Tips when using Jupyter Notebooks#
Version control: if you are using version control, be wary of saving the outputs of Jupyter Notebooks when you only want to save code. Most IDEs that support Jupyter Notebooks have a clear outputs option. You can also automate this as a pre-commit git hook (if you don’t know what that is, don’t worry). You could also pair your notebook to a script or markdown file (covered in the next section). Outputs or not, Jupyter Notebooks will render on GitHub, the popular remote repository for source code.
Terminal commands: these can be run from inside a Jupyter Notebook by placing a
!
in front of the command and executing the cell. For example,!ls
gives the directory the notebook is in. You can also!pip install
and!conda install
in this way.Magic commands: statements that begin with
%
are magic commands.%whos
displays information about defined variables.%run script.py
runs a script calledscript.py
.%timeit
times how long the cell takes to execute. Finally, you can see many more magic commands using%quickref
.Notebook cells can be executed in any sequence you choose. But if you’re planning to share your notebook or use it again for yourself, it’s good practice to check that its cells do what you want when run in sequence, from top to bottom.

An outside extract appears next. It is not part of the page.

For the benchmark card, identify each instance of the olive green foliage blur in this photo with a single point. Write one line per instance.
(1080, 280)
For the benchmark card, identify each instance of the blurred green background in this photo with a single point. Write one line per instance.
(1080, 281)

There are tons of extensions to Jupyter Notebooks; you can find a list here. Of particular note is ipywidgets, which adds interactivity.
Get help info on a command by running it but with
?
appended to end.
Markdown with Executable Code Chunks#
This is by far the least common way of coding, though it has gained popularity in recent years and it’s great if you’re going to ultimately export to other formats like slides, documents, or even a website!
When you have much more text combined code, even using Jupyter Notebooks can feel a bit onerous and, historically, editing the text in a notebook was a bit tedious - especially if you wanted to move cells around a lot. Markdown makes for a much more pleasant writing experience. But markdown on its own cannot execute code—but imagine you want to combine reproducibility, text, and code + code outputs: however, there is a tool called Quarto that allows you to do this by adding executable code chunks to markdown.
As this is a bit more of an advanced topic, and as much about communication as it is about writing code, we’ll come back to how to do it in Combining Code and Text in Quarto Markdown.